Sábado al mediodía, invierno de 1996.
Nos bajamos del colectivo 135 en Alvarez Jonte y Benito Juárez y caminamos cuatro cuadras hasta la casa de mis viejos. En esas cuatro cuadras, sin saberlo, tomamos decisiones que marcarían nuestras vidas.
Llevábamos con Marta un año y medio de casados y la idea de tener un hijo andaba dando vueltas. Ella tenía una visión algo idealizada de su futura maternidad, la presentaba como una especie de trámite que no traería demasiados cambios en nuestras actividades. Yo, como su antítesis, intentaba estirar los plazos presentando todo como una tragedia llena de problemas y sacrificios.
—No es tan fácil como decís, ¿sabés el quilombo en el que se transforma una casa?, —insistí.
—¿Y vos cómo te imaginas ese quilombo?, —me desafió.

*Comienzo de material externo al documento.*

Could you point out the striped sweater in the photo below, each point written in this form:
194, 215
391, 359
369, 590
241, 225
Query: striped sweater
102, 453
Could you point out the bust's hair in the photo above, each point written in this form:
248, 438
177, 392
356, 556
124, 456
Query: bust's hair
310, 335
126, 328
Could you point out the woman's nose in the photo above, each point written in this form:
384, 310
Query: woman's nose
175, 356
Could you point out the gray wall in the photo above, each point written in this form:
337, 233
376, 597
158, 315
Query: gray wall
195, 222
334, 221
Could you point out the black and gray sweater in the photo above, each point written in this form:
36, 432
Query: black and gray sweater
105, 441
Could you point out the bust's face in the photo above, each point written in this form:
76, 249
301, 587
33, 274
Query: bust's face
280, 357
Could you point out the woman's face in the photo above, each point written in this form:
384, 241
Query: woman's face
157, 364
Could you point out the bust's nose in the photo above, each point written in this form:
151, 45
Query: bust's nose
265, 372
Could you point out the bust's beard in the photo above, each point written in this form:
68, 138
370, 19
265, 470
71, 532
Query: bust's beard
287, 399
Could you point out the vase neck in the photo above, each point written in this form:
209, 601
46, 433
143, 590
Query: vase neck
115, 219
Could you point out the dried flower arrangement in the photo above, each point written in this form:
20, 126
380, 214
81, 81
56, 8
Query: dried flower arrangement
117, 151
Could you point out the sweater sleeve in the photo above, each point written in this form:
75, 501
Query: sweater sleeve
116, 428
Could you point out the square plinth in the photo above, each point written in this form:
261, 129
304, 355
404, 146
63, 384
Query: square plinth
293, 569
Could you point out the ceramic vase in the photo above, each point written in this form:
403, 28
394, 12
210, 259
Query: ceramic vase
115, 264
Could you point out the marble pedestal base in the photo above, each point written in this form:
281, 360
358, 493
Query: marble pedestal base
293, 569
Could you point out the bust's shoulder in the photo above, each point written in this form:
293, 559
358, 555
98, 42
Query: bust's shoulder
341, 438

—Imaginate que vos estás estudiando, y de repente tenés alrededor a dos chicos a los gritos, diciendo «¡Mamá, Mamá, Sebastián me está molestando!», y vos teniendo que interrumpir todo para reprenderlos: «¡Sebastián, dejá de molestar a tu hermana!».
Lo que quise describir como un infierno, me pareció exactamente el lugar donde quería vivir.
—¿Así que se va a llamar Sebastián?, —resolvió Marta.